3 rows in set (0.00 sec)

From the above result, it can be seen that the primary key index in the orders table has approximately 5,778,522 records, with a total of 48,867 leaf nodes and 49,024 index pages. Based on the previous information, we can deduce that the number of non-leaf nodes is between 48,867 and 49,024, which is equal to 157 pages.

Furthermore, I’ve seen some so-called “rules” online about MySQL that say “a table should not have more than 5 indexes”. There is absolutely no such statement, it is completely unfounded.

In my opinion, if the business indeed requires queries based on multiple dimensions, then corresponding multiple indexes should be created. There is no room for discussion on this matter.

The real problem encountered in practice is: due to the unfamiliarity of business developers with databases, they create numerous indexes that have never been used since their creation! Because the optimizer does not choose these inefficient indexes, they occupy space and impact insert performance.

So how do you know which B+ tree indexes have not been used? In MySQL, you can query the table sys.schema_unused_indexes to see which indexes have never been used and can be discontinued:

SELECT * FROM schema_unused_indexes

WHERE object_schema != 'performance_schema';

+---------------+-------------+--------------+

| object_schema | object_name | index_name   |

+---------------+-------------+--------------+

| sbtest        | sbtest1     | k_1          |

| sbtest        | sbtest2     | k_2          |

| sbtest        | sbtest3     | k_3          |

| sbtest        | sbtest4     | k_4          |

| tpch          | customer    | CUSTOMER_FK1 |

| tpch          | lineitem    | LINEITEM_FK2 |

| tpch          | nation      | NATION_FK1   |

| tpch          | orders      | ORDERS_FK1   |

| tpch          | partsupp    | PARTSUPP_FK1 |

| tpch          | supplier    | SUPPLIER_FK1 |

+---------------+-------------+--------------+

If the database has been running for a long time and the indexes have been created for a long time but still appear in the result above, the DBA can consider deleting these unused indexes.

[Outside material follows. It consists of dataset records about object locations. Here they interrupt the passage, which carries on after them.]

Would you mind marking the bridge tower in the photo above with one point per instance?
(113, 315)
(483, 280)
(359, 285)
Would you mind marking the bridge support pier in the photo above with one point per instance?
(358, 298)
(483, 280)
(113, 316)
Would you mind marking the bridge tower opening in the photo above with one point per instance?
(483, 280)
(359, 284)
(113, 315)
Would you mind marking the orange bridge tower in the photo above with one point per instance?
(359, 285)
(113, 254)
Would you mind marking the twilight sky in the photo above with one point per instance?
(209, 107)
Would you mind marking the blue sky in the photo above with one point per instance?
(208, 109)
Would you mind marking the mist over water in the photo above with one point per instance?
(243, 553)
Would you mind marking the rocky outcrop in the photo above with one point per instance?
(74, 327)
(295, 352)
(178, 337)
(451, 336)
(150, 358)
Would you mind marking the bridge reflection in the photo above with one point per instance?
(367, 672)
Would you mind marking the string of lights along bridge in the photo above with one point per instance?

MySQL 8.0 introduces the “invisible” feature for indexes. Before deleting deprecated indexes, users can make indexes invisible to the optimizer and observe if there are any business impacts. If there are none, the DBA can safely delete these indexes:

ALTER TABLE t1 

ALTER INDEX idx_name INVISIBLE/VISIBLE;

Summary #

In this lecture, I have provided a preliminary overview of indexes. After studying this lecture, I believe you will have a clear understanding of the following:

  • An index is a data structure that speeds up queries, based on the principle of sorting data during insertion. The drawback is that it impacts the performance of insertions.
  • MySQL currently supports B+ tree indexes, full-text indexes, and R-tree indexes.
  • The height of a B+ tree index is usually 3-4 layers, and a B+ tree with a height of 4 can hold around 5 billion data records.
  • Due to the low height of B+ trees, query efficiency is extremely high. Even for 5 billion data records, only 4 I/O operations are needed for a query.
  • MySQL does not have a specific limit on the number of indexes per table. If a business query requires it, indexes should be created. Do not blindly believe in the limitation of the number of indexes.
  • Unused indexes can be deleted by using the sys.schema_unused_indexes table and the invisible index feature.

In conclusion, even though indexes are a well-known topic, they are the core of all relational databases. I hope you will reread this article multiple times to truly understand the implementation of B+ tree indexes.